At first I thought they sounded awful; Joe Perry seemed to struggle to find his rhythm and Steven Tyler’s golden voice seemed like a broken rubber band. But once I right-sized my expectations, all was well. There was a constant camera crew flitting about on stage, doing live video that was pulled onto the large screen with some trippy effects; however, this did not always work…leading to some awkward video of Tyler for the jumbotron. This far into the tour, I thought these kinds of mistakes were a little odd. There were also some missed cues that caused video from performances long ago to be out of synch with the song, which I found distracting.
However, Aerosmith are the kind of band that can fill a stadium show with hits. Those kinds of bands aren’t being made anymore. Sure- they played a few deeper cuts- one with Johnny Depp in tow (“Big Ten Inch Record”)- so I’m not sure if that counts. The band utilized every inch of the stage, maneuvering a catwalk into the middle of the floor as well as both sides of the stage.
First highlight of the night: “Cryin'” into “Livin’ on the Edge” – where I desperately wanted Eddy Furlong, Alicia Silverstone, and Liv Tyler to saunter out on stage. It’s LA! Come on. When not singing along, I reflected on how normal looking Brad Whitford and Tom Hamilton are, in comparison to Joe Perry and Steven Tyler, who could not be anything but rock stars. Someone who’s never heard Aerosmith would be compelled to approach them to ask if they are rock stars. It’s just a vibe some rare people are born to exude forever.

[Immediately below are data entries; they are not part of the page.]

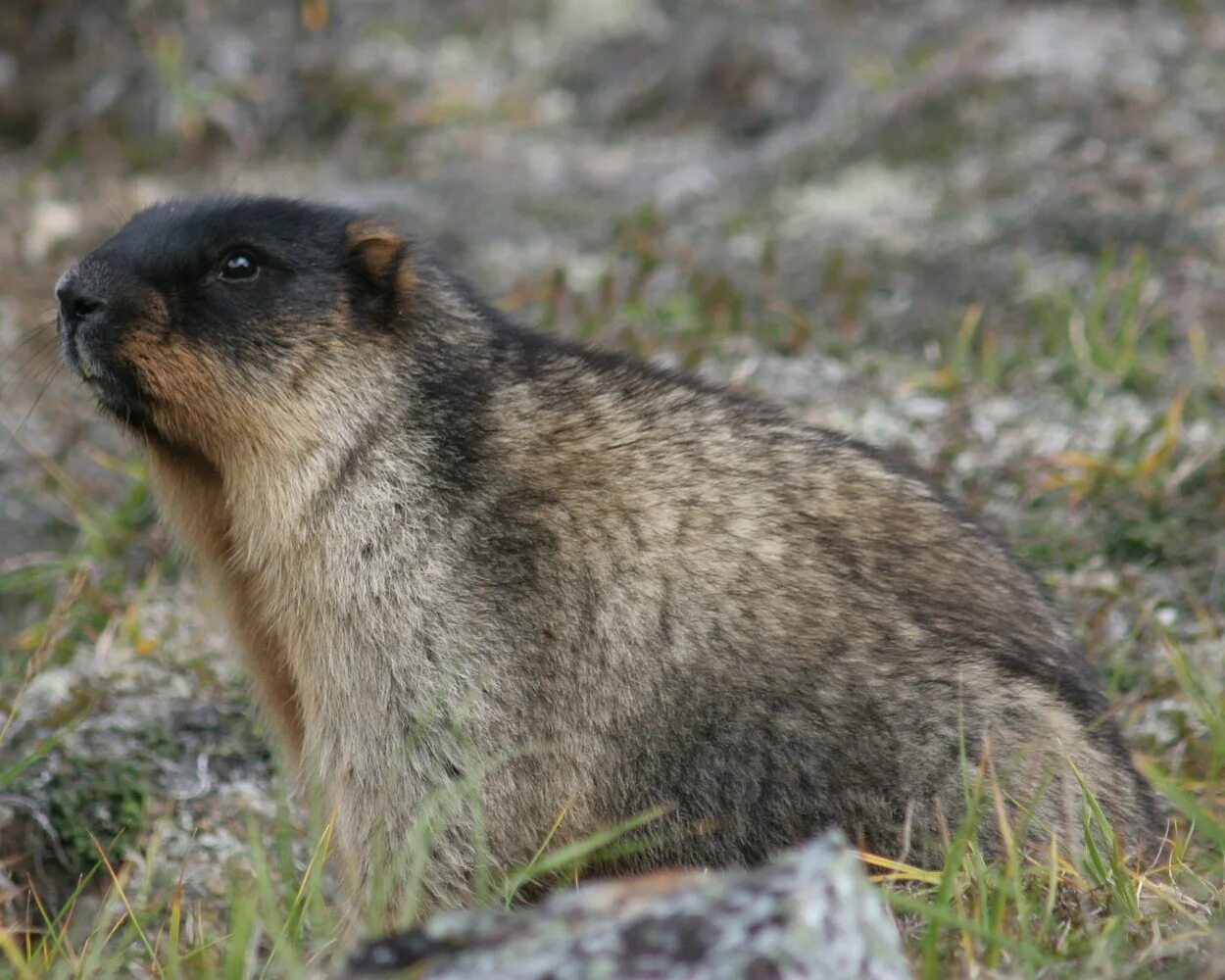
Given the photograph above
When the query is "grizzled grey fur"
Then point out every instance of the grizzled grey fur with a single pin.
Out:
(450, 544)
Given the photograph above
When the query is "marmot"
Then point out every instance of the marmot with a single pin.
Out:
(454, 547)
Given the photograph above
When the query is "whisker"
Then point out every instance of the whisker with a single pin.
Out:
(44, 351)
(32, 333)
(18, 431)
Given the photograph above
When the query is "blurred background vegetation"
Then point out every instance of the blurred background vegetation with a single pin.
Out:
(988, 235)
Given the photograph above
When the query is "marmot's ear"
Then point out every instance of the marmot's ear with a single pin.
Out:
(381, 260)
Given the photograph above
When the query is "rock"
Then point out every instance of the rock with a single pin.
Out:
(808, 914)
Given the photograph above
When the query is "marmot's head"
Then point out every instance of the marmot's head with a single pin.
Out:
(204, 323)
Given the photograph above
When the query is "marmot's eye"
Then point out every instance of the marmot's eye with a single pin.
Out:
(239, 265)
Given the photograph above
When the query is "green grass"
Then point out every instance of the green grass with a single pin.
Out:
(1126, 524)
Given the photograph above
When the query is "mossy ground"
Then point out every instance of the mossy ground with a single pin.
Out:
(1000, 264)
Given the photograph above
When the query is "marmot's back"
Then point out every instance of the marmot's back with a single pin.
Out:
(449, 544)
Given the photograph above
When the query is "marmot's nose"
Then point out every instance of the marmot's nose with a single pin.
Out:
(77, 303)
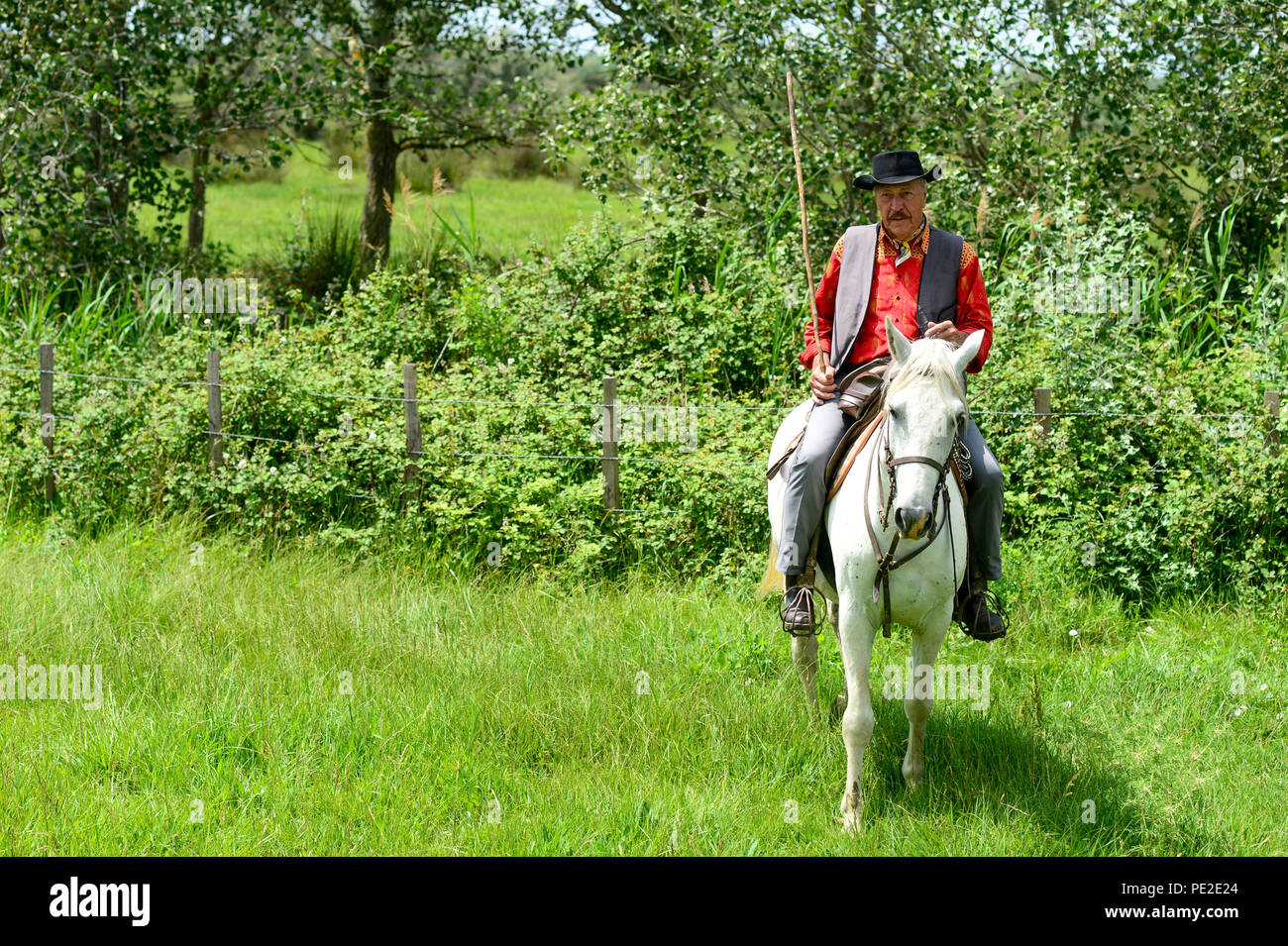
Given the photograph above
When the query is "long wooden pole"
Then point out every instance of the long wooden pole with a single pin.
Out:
(800, 190)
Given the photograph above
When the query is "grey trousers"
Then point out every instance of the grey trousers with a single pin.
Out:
(804, 497)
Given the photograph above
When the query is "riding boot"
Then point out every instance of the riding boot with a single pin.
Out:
(978, 609)
(798, 606)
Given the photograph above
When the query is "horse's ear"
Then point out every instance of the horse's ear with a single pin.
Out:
(900, 344)
(970, 348)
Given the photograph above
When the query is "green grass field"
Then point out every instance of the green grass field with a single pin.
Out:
(257, 218)
(503, 714)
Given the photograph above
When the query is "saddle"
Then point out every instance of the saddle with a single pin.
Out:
(848, 450)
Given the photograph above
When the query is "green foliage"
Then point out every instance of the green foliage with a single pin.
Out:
(1154, 476)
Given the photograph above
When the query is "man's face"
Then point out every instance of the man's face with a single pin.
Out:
(901, 206)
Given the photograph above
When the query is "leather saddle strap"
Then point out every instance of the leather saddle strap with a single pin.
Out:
(853, 455)
(791, 448)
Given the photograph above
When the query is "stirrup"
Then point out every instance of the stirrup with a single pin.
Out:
(809, 609)
(993, 604)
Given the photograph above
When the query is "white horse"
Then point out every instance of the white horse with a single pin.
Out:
(925, 404)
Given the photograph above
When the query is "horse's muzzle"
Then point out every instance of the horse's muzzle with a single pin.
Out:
(911, 521)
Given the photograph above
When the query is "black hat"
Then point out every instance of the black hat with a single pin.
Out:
(897, 167)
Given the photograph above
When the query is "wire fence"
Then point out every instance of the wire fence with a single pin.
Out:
(610, 412)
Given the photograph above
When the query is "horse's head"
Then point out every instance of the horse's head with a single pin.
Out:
(925, 399)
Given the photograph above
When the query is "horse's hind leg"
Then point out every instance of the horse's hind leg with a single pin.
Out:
(805, 657)
(917, 705)
(857, 725)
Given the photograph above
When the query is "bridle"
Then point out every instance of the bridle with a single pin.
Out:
(887, 562)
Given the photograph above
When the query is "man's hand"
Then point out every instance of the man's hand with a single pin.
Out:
(820, 381)
(947, 331)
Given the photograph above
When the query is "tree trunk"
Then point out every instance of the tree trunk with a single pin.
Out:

The second highlight for me was the encore, where they took expected songs, “Dream On” and one of my favorite songs ever, “Sweet Emotion”, and did something unexpected. A piano rose from the tip of the catwalk, with Tyler at the helm, as a curtain pulled back from the top of the stage revealing a full children’s choir. This ubiquitous song was suddenly transformed into something new, something EPIC! There was Tyler at the piano, these ethereal kid’s voices, and then Perry playing guitar ON TOP OF THE PIANO! Unfortunately at this age in their game, and in comparison to the more straightforward production of the rest of the set, it took this kind of production flair to push jaded assholes like me into the excitement zone. But my researcher’s ears witnessed that being the moment everyone was talking about on the way back to their cars. They rode that wave with “Sweet Emotion”, which was the perfect tune to have ringing in your ears as you cruised out of the ‘hood of Inglewood and back to wherever you came from.

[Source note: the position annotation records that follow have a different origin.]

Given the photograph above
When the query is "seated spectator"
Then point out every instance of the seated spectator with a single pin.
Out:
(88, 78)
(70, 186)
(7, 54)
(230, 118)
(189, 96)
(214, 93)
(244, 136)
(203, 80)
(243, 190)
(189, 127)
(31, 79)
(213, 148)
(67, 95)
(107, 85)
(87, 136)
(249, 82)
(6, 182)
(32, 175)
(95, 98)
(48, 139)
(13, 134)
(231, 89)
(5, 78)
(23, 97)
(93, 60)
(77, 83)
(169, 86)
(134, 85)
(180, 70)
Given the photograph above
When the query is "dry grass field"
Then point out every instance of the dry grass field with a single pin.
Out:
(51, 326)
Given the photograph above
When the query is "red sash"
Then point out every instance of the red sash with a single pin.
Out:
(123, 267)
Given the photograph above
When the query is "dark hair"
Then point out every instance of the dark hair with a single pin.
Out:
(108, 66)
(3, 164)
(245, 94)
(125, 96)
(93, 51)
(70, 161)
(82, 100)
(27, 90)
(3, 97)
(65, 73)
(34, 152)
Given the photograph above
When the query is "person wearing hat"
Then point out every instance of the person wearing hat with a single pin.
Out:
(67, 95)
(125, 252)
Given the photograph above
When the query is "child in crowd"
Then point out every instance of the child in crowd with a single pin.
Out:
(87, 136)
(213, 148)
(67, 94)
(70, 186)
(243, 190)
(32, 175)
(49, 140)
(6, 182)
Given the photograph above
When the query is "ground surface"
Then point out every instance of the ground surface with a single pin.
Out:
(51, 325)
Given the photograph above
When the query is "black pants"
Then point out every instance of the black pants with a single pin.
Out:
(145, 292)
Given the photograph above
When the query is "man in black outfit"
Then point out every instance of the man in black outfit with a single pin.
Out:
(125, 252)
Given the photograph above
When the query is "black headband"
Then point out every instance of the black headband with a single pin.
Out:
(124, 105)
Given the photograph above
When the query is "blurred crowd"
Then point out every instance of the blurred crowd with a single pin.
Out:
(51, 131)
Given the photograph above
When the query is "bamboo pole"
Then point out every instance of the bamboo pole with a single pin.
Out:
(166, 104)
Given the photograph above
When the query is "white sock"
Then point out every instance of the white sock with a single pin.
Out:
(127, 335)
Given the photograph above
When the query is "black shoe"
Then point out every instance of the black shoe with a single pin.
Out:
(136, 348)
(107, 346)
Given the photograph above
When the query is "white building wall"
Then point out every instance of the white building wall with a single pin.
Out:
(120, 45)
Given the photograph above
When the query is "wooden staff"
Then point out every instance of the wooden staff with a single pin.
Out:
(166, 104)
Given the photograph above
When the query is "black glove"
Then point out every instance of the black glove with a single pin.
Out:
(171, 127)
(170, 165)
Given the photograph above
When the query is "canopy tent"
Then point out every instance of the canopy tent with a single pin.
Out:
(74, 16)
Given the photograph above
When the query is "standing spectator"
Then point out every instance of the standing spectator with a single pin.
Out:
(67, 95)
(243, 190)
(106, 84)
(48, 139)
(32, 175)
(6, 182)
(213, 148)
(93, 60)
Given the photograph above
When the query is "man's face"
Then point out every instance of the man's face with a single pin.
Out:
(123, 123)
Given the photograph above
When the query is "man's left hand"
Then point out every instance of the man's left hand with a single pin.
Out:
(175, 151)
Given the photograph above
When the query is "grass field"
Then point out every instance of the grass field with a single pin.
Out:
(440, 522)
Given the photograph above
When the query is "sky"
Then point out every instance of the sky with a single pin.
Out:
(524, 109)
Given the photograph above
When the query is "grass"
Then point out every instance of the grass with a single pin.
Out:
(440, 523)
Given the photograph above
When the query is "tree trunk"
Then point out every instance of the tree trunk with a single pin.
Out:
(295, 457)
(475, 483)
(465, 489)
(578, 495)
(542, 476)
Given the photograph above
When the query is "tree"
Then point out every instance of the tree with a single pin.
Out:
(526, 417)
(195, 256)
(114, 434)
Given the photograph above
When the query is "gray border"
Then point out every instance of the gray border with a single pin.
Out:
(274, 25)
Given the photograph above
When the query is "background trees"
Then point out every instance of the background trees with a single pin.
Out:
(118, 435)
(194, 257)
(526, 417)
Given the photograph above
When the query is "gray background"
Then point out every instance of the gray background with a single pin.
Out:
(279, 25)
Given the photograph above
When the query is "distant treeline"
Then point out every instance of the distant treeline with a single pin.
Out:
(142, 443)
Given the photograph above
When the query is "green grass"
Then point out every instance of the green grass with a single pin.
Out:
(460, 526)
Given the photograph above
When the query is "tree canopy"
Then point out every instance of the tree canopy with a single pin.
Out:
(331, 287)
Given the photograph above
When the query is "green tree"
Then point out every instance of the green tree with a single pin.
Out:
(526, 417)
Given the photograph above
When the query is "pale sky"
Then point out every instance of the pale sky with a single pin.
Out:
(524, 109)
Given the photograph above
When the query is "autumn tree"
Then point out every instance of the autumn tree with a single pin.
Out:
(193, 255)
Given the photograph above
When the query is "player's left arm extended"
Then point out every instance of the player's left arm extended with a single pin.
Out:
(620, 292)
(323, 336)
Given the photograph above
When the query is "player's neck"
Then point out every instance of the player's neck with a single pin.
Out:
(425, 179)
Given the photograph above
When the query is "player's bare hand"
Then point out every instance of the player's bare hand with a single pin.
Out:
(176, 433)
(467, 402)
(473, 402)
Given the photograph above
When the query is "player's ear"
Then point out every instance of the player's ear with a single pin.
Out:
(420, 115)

While rock & roll has saved my soul, I am fully aware we are living in a post-apocalyptic rock & roll world. A place where people watch Aerosmith through their phones, the chicks on the side of the stage spend the entire set taking selfies, and the rock stars wear sneakers. But with blinders on and the focus just right, I can lose myself in the sweet promise of what rock & roll used to be, if just for a little while.